Chatbots like ChatGPT get stuff wrong. But researchers are building new A.I. systems that can verify their own math — and maybe more.
On a recent afternoon, Tudor Achim gave a brain teaser to an A.I. bot called Aristotle.
The question involved a 10-by-10 table filled with a hundred numbers. If you collected the smallest number in each row and the largest number in each column, he asked, could the largest of the small numbers ever be greater than the smallest of the large numbers?
The bot correctly answered “No.” But that was not surprising. Popular chatbots like ChatGPT may give the right answer, too. The difference was that Aristotle had proven that its answer was right. The bot generated a detailed computer program that verified “No” was the correct response.

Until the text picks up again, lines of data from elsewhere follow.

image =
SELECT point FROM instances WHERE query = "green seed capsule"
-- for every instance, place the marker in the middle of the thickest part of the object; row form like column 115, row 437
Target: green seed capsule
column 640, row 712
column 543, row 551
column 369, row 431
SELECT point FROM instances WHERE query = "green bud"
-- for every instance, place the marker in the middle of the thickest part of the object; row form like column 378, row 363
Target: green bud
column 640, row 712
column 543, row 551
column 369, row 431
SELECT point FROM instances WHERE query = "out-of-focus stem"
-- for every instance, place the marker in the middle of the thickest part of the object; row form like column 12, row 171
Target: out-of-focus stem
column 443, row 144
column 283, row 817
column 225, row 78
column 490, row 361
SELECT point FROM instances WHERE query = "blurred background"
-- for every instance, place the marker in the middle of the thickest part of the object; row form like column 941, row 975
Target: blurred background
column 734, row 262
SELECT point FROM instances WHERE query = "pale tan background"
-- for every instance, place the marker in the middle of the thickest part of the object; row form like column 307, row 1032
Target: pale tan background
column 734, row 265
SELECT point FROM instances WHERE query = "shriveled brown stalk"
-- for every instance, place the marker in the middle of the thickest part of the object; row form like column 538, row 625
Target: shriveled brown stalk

Chatbots like ChatGPT from OpenAI and Gemini from Google can answer questions, write poetry, summarize news articles and generate images. But they also make mistakes that defy common sense. Sometimes, they make stuff up — a phenomenon called hallucination.
Mr. Achim, the chief executive and co-founder of a Silicon Valley start-up called Harmonic, is part of growing effort to build a new kind of A.I. that never hallucinates. Today, this technology is focused on mathematics. But many leading researchers believe they can extend the same techniques into computer programming and other areas.
Because math is a rigid discipline with formal ways of proving whether an answer is right or wrong, companies like Harmonic can build A.I. technologies that check their own answers and learn to produce reliable information.
Google DeepMind, the tech giant’s central A.I. lab, recently unveiled a system called AlphaProof that operates in this way. Competing in the International Mathematical Olympiad, the premier math competition for high schoolers, the system achieved “silver medal” performance, solving four of the competition’s six problems. It was the first time a machine had reached that level.